BY DENNIS BOHN
ALMOST every hi-fi phono stylus is made from the hardest substance known to man-diamond. Even a diamond stylus, however, will become appreciably worn after a given number of hours of use. Keeping track of the number of playing hours a stylus has accumulated-and thus indirectly the degree to which it has become worn-is important for two reasons. Using a worn phono stylus dramatically reduces playback fidelity and can cause catastrophic, permanent physical damage to the grooves of a vinyl recording.
Presented here is a simple, inexpensive project that logs the number of hours a stylus has been used. This information is displayed at the push of a button on a four-digit, seven-segment LED readout to the nearest tenth of an hour.
The low construction cost of this project--$50 or less--makes it an ideal solution to the problem of monitoring stylus use. With it, you will eliminate both the risk of using the same stylus too long and the needless expense of replacing it too soon.
About the Project. One principal design goal was to produce a circuit that would provide as accurate a count of actual stylus playing time as possible.
This immediately ruled out the use of any scheme involving the sensing of the amount of time that the turntable was simply on. What was required was a method of determining the amount of time that the cartridge would actually be generating an audio output for subsequent processing by the phono preamp.
This is the approach that was taken in the project described here.
The project is shown schematically in Fig. 1. Because there is no easy access to the output of the phono-preamp stage (apart from the fact that most equipment warrantees would be voided by any such tampering), the stylus timer begins with its own RIAA phono preamplifier.

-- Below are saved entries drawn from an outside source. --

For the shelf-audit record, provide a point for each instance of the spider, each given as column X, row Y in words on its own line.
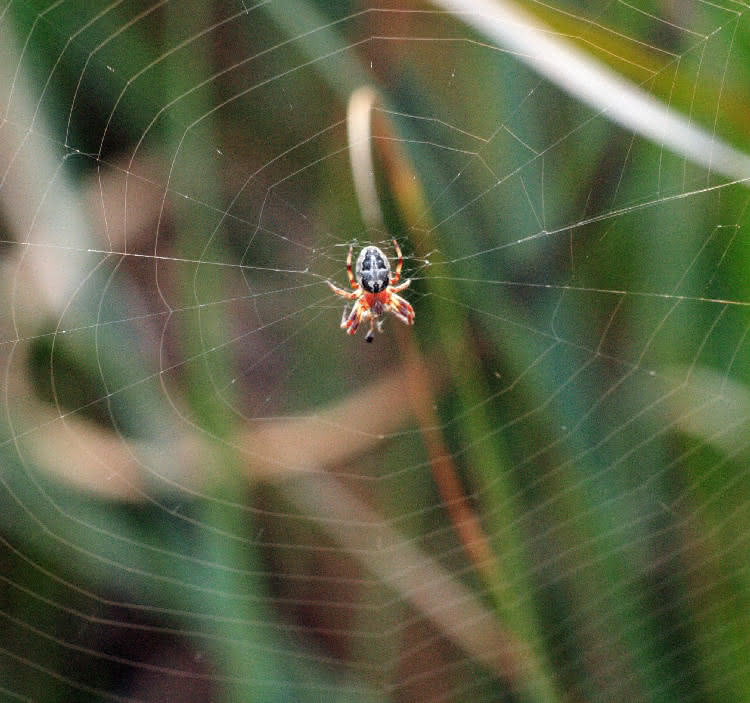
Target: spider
column 374, row 291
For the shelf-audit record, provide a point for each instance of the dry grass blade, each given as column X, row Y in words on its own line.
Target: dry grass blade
column 598, row 86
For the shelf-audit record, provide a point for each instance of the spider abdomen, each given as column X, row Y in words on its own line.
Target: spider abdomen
column 373, row 272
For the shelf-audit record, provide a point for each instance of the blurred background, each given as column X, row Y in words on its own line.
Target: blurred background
column 539, row 492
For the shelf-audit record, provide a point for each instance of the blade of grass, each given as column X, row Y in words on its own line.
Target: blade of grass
column 579, row 74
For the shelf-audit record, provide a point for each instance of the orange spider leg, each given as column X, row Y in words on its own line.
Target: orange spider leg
column 349, row 295
column 349, row 273
column 351, row 322
column 399, row 265
column 401, row 309
column 401, row 286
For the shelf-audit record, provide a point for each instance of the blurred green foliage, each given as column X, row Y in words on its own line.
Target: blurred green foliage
column 568, row 276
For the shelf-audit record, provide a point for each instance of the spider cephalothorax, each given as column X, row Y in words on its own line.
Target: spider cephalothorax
column 374, row 291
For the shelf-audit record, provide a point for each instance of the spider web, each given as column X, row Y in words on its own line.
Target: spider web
column 210, row 492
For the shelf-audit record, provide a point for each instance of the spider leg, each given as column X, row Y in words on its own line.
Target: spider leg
column 371, row 332
column 351, row 322
column 401, row 286
column 399, row 265
column 401, row 309
column 349, row 295
column 349, row 273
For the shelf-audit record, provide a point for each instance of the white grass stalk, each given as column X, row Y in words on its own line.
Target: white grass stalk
column 595, row 84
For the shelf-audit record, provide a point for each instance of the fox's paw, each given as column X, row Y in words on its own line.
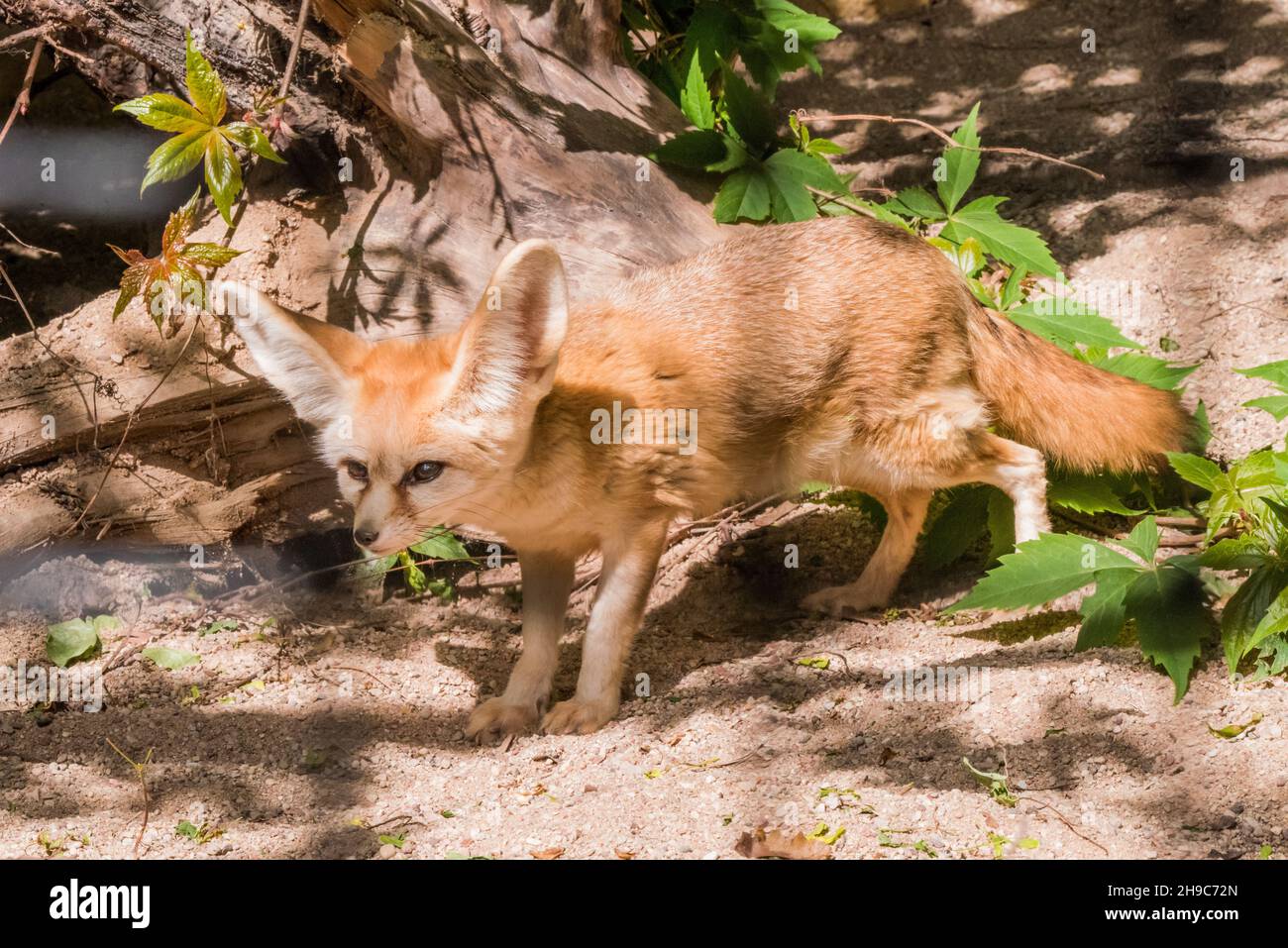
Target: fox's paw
column 579, row 716
column 496, row 717
column 841, row 601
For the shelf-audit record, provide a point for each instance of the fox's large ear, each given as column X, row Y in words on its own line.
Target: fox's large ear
column 307, row 360
column 510, row 344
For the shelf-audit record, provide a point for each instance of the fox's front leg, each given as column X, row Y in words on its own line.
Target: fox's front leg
column 630, row 562
column 546, row 586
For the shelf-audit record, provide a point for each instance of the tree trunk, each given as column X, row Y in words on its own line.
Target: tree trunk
column 473, row 127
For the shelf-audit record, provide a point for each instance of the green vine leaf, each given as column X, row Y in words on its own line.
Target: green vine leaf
column 198, row 136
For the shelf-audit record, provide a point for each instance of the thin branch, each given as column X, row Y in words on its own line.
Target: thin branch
column 295, row 51
column 141, row 772
column 129, row 423
column 24, row 35
column 20, row 104
column 894, row 120
column 838, row 201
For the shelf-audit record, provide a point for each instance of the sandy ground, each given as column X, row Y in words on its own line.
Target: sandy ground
column 322, row 721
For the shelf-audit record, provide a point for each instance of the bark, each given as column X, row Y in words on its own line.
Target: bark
column 468, row 128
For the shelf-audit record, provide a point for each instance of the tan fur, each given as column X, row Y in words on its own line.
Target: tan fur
column 844, row 351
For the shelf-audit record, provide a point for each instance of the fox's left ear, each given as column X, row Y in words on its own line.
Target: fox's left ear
column 510, row 343
column 307, row 360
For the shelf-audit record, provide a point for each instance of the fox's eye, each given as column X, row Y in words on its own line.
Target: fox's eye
column 425, row 472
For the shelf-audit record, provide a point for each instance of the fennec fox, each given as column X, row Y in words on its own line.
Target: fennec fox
column 842, row 351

The audio output of one of the cartridge's channels is tapped at the stereo system's phono-preamp input by means of a Y connector/adapter and a short patch cord. Sensing the input signal of only one audio channel was deemed sufficient for the accuracy required. It is highly unlikely that long periods of time will exist in which there is a total absence of signal in one channel of a typical stereo disc.
The output of the phono cartridge is applied to AUDIO INPUT jack J1. One megohm of resistance (R1) and 20 pF or less of parasitic shunt capacitance comprise the input impedance of the project.
This means that there is no additional, significant loading of the cartridge.
Therefore, the stylus timer's input network does not appreciably alter the loading and hence sonic performance of the phono cartridge.
Operational amplifier IC1 boosts the level of the input signal and, with the help of R2, R3, C2 and C3, provides RIAA playback equalization. Because the op amp is powered by a single-ended supply, do level-shifting of the input signal (performed by C5, R5 and R6) and capacitive input coupling (furnished by C1) are required. Output signals from IC1 are directly coupled to the noninverting input of IC2D, which is one fourth of an LM339 quad comparator.
This stage is operated in linear fashion as an op amp with transistor QI inside the overall feedback loop. Resistors R10 and R11 determine the bias of Q1. Resistor R7 and capacitors C6, C7 and C9 furnish frequency compensation to ensure stability.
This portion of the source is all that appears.